The primary basis of the Atkins new diet was to practically eliminate carbohydrates from your diet while having an excess of protein and fat in your diet. The end result is what is called a “ketogenic diet” because it causes the body to make extra ketones and results in the kidneys undergoing stress, trying to eliminate extra ketones in the diet. Most doctors feel that a diet that produces excess body ketones is dangerous and allows for potential damage to the kidneys.
The Atkins new diet is supposed to work by starving the body of carbohydrates.

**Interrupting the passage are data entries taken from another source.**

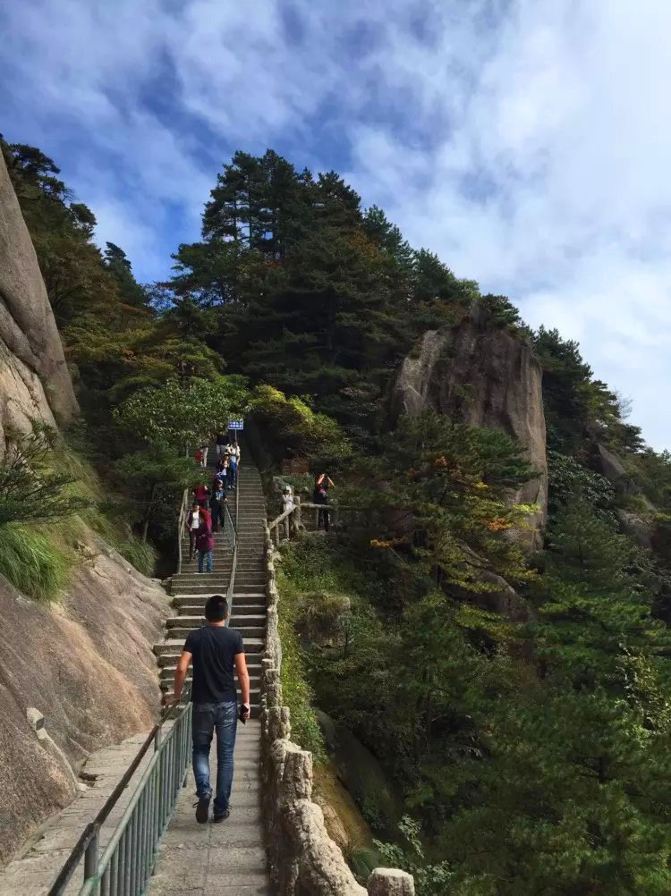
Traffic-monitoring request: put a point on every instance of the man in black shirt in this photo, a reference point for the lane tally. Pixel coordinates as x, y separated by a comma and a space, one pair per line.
215, 650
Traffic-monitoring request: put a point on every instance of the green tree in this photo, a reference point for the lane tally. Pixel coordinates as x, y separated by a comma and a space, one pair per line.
31, 489
180, 415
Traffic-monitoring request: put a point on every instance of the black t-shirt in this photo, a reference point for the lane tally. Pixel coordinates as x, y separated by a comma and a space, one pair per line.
213, 649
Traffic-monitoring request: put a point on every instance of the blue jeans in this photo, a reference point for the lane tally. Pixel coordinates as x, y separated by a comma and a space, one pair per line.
206, 558
206, 718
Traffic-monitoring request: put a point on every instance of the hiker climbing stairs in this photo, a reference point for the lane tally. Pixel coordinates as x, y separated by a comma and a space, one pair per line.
190, 589
227, 859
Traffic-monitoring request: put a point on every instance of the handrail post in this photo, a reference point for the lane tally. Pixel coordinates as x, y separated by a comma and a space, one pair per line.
91, 856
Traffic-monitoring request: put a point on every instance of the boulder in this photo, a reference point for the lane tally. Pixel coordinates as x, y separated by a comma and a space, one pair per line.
482, 377
34, 379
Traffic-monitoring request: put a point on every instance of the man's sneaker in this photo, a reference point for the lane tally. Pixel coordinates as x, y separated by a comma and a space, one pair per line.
202, 809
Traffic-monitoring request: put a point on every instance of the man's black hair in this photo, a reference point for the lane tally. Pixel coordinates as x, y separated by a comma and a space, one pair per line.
216, 608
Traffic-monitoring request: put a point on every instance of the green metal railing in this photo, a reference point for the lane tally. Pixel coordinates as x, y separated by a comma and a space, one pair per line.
124, 865
127, 860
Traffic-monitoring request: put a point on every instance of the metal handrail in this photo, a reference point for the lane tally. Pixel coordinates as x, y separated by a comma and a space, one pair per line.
156, 814
234, 563
128, 859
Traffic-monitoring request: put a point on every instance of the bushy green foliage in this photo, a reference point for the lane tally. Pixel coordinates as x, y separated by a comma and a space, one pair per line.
182, 415
290, 427
569, 480
296, 692
531, 758
448, 499
30, 487
33, 562
579, 410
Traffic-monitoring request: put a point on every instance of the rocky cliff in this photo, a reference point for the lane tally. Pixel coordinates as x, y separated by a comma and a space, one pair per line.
484, 377
86, 665
34, 378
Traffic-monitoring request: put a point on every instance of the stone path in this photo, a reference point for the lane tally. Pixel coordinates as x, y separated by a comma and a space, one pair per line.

We normally use carbohydrates for cellular and brain fuel. When there are no carbohydrates in the diet, the body is supposed to burn fat, supposedly the fat in your body. This, Atkins supporters say, is why the diet causes you to lose weight. What the diet doesn’t address is the fact that it contains excess fat in the diet itself, which could be the source of the fuel the body uses and not the fat in the body.
The Atkins new diet relied on the use of regular food with the exception of things like Atkins protein bars, Atkins protein shakes and Atkins hot cereal. These are all low carbohydrate foods that supplement things like pan-fried steak, eggs and hard cheeses. Fat is supplied through grease and cream. Cream cheese is used a great deal in this Atkins diet as well.
The Atkins new diet has been the source of a small amount of research. Most of the studies have been small and have shown that an individual can lose several pounds over a few weeks. Cholesterol and triglycerides did not get any worse after using the diet for up to twelve weeks. There were no long term studies on the Atkins diet to see whether or not cholesterol or triglycerides were affected. Kidney and liver damage is strongly suggested by most doctors but there have been no specific studies proving this.
Research on the Atkins new diet indicate that it is better than other diets when it comes to short term weight loss but that it falls short of other diets when it comes to being able to maintain the diet, maintain the weight loss and eat in a manner that is healthy when compared to recommendations from doctors and nutritionists.